Section 1115 allows the Health and Human Services Secretary to issue such waivers to allow an "experimental, pilot, or demonstration project" that is "likely to assist in promoting the objectives" of the Medicaid program.

"In approving these experiments, the Secretary does not know in advance whether they will succeed, and is not required to have substantial evidence that they will attain their goals," the attorneys wrote.

The attorneys also noted that most of the recipients subject to the work requirement in Kentucky, and all of the recipients subject to Arkansas' requirement, were covered through the states' expansions of Medicaid under the 2010 Patient Protection and Affordable Care Act.

Such expansions are optional, the attorneys noted, and "a number of states are participating in the expansion with the expectation that they may test work and work-related requirements."

In an interview, Kevin De Liban, an attorney with Legal Aid of Arkansas, called it "preposterous" to argue that the Health and Human Services Department doesn't have to explain its reasons for granting waivers.

The Jonesboro-based organization was among three groups that filed the lawsuit challenging Arkansas' requirement on behalf of several Arkansas Works enrollees.

"Decision-making can't be arbitrary and capricious, and remaking the Medicaid program based on ideological beliefs of the bureaucrat who happens to occupy the relevant office in [the Centers for Medicare and Medicaid Services] or in Health and Human Services is not a rational decision," De Liban said.

He added that the appeal brief is "just rehashing the same unsuccessful arguments that didn't persuade Judge Boasberg."

To meet Arkansas' work requirement, the first ever implemented for a state Medicaid program, enrollees had to spend 80 hours a month on work or other approved activities, unless they qualified for an exemption, and report what they did using a state website or over the phone.

Those who failed to meet the requirement for three months during a year were kicked off the program and barred from re-enrolling for the rest of the year.

The requirement applied to enrollees in Arkansas Works, which covers people who became eligible for Medicaid when the state expanded it in 2014 to cover people with incomes of up to 138% of the poverty level.

This year the income cutoff is $17,236 for an individual or $35,535 for a family of four.
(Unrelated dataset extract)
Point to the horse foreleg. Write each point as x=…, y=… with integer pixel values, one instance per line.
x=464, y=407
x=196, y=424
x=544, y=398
More than 240,000 Arkansans were covered by the program as of April 1.

Boasberg's ruling in Arkansas' case noted that federal Centers for Medicare and Medicaid Services Administrator Seema Verma didn't mention a goal to improve the financial sustainability of Medicaid in her March 5, 2018, letter approving the state's requirement.

Instead, Verma wrote that the requirement is designed to "encourage beneficiaries to obtain and maintain employment or undertake other community engagement activities that research has shown to be correlated with improved health and wellness."

In Kentucky's case, Boasberg said that an agency official, in a Nov. 20 approval letter, did list fiscal sustainability as a goal, but didn't give any estimate of how much money the requirement was expected to save.

The official also didn't weigh the potential savings against the harm that would be caused to enrollees who would lose coverage for noncompliance, Boasberg said in the ruling.

A response by the plaintiffs to the appeal brief is due June 20.